- Also known as: Bade Mubarak Ali Khan Mubarak Ali Khan Jaipurwale
- Born: c. 1810s Lucknow
- Origin: Lucknow
- Died: c. 1880 Jaipur
- Genres: Indian classical music
- Occupation: Singer of Hindustani Classical music
- Years active: 1830s–1880

= Bade Mubarak Ali Khan =

Indian Hindustani classical vocalist

Mubarak Ali Khan, also known as Bade Mubarak Ali Khan or Mubarak Ali Khan Jaipurwale, (c. 1810s – c. 1880) was a Hindustani classical singer of the Qawwal Bachchon ka Gharana.

He was known for being the son and disciple of Bade Mohammed Khan, being the foremost practitioner of khayal of his time, and influencing generations of musicians who would go on to found other gharanas.

==Background==
Bade Mubarak Ali Khan was born to famous Qawwal Bachchon ka Gharana singer Bade Mohammed Khan. Mukherjee claims he was an illegitimate son. Bade Mubarak Ali Khan was regarded for his phirat and extensive variety of taans.

Bade Mubarak Ali Khan became the most reputed musician of the Jaipur Court and was also greatly favored by the Scindia Court of Gwalior.

==Legacy==
It is unknown whether Bade Mubarak Ali Khan formally taught disciples. However he greatly influenced many musicians who would go on to be influential such as Ghagge Nazir Khan of Mewati gharana, Natthan Khan of Agra gharana, and Alladiya Khan of Jaipur-Atrauli gharana. Musicians from the Patiala gharana claim that their founders, Ali Baksh Khan "Jarnail" and Fateh Ali Khan "Karnail" were taught by Bade Mubarak Ali Khan.

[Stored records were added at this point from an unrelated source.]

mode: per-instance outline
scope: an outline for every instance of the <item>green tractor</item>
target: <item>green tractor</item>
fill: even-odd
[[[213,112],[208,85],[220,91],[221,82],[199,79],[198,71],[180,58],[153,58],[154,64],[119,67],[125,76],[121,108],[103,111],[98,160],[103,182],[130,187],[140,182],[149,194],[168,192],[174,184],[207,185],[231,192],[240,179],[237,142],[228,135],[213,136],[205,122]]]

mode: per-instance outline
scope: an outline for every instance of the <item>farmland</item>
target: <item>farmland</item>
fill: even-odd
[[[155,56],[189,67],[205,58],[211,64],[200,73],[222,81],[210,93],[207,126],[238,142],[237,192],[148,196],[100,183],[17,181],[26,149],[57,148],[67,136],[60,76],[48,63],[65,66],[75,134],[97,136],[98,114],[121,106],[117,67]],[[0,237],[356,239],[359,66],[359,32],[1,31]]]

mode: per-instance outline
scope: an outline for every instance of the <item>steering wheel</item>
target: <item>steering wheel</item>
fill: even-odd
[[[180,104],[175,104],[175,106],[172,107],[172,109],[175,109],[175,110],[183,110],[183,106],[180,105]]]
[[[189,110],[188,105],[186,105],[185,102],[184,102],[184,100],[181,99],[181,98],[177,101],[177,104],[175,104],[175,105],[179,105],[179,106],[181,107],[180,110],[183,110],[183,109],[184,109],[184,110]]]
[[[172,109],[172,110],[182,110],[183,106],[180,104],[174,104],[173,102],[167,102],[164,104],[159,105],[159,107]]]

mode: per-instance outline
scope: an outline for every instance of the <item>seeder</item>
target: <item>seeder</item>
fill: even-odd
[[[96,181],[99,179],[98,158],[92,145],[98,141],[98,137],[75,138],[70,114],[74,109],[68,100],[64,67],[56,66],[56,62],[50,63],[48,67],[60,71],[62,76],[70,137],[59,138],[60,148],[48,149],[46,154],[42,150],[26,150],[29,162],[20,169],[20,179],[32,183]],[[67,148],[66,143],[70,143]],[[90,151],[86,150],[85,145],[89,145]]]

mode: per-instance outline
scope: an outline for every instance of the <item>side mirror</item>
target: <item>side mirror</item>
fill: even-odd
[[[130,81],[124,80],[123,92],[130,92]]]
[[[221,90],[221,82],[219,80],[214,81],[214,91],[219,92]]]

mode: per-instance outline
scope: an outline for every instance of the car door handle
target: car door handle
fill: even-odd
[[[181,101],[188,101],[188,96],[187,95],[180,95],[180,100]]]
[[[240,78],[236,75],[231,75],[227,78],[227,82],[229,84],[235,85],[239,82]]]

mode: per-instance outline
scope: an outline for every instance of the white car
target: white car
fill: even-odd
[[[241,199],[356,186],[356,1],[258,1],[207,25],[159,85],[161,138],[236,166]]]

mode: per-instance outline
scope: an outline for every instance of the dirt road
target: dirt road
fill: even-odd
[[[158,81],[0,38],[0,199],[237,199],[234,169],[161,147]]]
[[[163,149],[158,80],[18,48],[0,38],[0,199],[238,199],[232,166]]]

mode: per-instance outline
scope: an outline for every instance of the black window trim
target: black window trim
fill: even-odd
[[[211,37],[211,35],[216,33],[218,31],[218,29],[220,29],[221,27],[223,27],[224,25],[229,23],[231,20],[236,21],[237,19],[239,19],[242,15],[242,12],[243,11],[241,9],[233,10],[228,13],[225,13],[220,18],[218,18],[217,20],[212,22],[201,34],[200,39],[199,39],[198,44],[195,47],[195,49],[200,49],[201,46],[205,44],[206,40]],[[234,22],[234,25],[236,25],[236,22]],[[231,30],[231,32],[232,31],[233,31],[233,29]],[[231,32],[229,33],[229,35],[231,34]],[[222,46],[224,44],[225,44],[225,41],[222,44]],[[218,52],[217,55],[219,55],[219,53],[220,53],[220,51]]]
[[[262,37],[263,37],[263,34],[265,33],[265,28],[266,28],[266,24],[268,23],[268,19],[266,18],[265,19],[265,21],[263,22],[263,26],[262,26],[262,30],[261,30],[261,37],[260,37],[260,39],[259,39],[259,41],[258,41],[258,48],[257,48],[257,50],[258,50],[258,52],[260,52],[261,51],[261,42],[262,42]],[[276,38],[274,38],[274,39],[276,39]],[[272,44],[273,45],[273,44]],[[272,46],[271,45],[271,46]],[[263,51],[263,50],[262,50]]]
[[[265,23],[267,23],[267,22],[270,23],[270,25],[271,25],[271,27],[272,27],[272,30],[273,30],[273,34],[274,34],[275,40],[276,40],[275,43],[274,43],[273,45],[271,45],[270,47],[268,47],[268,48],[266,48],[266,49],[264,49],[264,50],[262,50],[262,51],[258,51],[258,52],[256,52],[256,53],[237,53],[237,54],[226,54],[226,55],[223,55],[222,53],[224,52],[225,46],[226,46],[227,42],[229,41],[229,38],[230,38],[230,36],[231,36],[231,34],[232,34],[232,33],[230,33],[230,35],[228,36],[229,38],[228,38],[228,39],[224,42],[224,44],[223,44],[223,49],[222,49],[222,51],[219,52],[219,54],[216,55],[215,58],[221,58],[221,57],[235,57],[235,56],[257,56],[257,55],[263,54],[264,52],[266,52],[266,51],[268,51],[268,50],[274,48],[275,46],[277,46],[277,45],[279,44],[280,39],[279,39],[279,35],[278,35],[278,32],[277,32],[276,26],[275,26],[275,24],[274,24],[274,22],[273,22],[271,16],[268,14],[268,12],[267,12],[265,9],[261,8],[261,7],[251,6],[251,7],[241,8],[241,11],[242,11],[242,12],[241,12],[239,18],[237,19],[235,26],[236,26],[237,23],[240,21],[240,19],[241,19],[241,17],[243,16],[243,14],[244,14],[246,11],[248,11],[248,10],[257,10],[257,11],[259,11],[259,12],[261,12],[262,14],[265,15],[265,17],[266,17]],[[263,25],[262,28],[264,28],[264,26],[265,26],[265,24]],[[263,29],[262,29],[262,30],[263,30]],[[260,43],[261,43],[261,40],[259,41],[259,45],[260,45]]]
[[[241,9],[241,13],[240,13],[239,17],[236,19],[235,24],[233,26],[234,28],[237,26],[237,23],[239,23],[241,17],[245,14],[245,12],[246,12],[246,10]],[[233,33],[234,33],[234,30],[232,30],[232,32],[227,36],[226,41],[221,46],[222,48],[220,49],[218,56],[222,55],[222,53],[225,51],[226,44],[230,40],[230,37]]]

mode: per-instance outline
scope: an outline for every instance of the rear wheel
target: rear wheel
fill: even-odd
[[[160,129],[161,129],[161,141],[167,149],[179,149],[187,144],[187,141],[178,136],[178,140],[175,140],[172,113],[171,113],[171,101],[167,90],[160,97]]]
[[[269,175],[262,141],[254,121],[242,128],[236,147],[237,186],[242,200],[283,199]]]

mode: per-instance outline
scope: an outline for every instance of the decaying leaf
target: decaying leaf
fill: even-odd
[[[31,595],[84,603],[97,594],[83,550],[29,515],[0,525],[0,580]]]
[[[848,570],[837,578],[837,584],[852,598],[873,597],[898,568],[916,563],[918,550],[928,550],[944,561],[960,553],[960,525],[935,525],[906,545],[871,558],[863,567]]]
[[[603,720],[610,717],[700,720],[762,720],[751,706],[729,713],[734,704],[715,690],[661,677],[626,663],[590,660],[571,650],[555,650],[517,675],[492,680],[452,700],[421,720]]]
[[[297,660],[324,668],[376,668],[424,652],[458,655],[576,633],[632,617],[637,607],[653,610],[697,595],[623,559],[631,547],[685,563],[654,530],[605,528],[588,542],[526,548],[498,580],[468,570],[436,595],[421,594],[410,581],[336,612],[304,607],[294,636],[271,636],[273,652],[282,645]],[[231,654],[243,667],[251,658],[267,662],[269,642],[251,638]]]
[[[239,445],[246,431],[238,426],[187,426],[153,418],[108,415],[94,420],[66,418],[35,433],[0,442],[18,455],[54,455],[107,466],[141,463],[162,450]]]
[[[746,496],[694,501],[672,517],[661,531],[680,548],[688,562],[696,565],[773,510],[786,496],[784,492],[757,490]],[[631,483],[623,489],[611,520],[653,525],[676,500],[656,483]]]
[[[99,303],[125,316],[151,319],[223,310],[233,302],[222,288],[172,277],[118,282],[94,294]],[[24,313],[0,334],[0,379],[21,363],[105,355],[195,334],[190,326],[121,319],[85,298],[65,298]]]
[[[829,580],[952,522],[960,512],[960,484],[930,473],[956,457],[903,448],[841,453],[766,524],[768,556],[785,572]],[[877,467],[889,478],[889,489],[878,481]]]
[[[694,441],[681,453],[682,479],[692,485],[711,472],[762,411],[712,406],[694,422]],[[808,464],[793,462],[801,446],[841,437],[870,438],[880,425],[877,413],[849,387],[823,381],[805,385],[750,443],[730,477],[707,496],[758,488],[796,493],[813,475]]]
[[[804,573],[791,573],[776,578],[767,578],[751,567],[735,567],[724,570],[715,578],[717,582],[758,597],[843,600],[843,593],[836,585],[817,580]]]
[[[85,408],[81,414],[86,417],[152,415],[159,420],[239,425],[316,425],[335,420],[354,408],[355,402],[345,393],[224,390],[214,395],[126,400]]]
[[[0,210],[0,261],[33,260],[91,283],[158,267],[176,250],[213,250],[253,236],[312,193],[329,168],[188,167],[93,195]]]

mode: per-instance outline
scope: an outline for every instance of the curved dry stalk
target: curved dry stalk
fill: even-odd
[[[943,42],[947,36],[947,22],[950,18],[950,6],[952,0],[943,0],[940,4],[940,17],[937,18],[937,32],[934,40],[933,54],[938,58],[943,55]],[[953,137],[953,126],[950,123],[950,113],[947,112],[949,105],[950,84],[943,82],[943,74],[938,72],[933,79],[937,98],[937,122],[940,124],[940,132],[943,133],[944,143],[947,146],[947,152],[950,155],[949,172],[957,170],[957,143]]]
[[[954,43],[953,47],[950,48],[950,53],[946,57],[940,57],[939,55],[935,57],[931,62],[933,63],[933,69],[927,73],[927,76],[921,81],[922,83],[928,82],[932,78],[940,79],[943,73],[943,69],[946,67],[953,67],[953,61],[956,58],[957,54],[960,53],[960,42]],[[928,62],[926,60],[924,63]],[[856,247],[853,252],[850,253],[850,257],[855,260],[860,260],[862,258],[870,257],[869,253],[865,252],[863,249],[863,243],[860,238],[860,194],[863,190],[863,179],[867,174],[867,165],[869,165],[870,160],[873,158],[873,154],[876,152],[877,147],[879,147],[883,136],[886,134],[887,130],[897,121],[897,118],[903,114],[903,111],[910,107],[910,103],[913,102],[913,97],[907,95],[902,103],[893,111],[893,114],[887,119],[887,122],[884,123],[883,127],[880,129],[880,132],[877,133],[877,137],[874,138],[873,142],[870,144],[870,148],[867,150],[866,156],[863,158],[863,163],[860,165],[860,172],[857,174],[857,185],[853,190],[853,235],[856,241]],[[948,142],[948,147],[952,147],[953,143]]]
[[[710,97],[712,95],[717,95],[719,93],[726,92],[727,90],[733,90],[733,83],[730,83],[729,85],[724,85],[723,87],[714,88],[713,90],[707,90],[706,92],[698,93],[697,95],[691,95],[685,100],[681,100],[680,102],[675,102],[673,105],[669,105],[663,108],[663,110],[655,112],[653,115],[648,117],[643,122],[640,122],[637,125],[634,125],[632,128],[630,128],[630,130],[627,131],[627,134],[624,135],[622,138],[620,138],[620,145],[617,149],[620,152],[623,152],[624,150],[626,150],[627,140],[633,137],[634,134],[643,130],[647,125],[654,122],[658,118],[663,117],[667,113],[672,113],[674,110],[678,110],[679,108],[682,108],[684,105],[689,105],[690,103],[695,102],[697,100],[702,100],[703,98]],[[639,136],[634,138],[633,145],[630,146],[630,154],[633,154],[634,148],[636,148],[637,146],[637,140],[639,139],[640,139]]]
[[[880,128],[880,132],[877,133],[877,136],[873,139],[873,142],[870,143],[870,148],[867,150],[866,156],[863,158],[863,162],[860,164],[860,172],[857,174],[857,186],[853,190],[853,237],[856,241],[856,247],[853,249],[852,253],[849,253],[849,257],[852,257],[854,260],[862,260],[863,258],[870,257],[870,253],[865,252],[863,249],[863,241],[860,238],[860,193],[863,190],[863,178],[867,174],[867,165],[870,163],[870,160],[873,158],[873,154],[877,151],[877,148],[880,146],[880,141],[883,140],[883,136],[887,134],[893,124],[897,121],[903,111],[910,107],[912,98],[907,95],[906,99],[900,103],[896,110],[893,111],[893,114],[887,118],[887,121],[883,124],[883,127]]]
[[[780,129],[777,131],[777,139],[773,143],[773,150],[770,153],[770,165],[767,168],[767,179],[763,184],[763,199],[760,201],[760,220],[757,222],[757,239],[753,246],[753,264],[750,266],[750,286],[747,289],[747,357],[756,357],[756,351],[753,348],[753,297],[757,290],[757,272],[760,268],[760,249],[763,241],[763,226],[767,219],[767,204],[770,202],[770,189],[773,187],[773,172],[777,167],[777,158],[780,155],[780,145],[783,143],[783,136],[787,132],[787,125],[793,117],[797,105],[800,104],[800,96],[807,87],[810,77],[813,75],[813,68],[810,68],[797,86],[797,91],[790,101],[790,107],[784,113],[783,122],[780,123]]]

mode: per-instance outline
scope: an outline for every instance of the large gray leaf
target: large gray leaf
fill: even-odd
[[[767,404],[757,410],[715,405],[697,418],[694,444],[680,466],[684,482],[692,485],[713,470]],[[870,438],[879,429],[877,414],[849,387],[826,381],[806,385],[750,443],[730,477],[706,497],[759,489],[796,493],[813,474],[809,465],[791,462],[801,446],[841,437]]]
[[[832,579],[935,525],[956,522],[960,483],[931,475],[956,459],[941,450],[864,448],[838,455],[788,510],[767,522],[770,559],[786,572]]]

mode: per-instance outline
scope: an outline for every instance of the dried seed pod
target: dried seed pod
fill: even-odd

===Jaipur-Atrauli gharana===
Alladiya Khan was such an admirer of Bade Mubarak Ali Khan that he named his new gayaki after Jaipur as an homage. Some scholars suggest that Alladiya Khan sought formal discipleship from Bade Mubarak Ali Khan who refused the request because the latter was from an inferior caste. However, Bade Mubarak Ali Khan has no formal relationship with the Jaipur-Atrauli gharana of Alladiya Khan.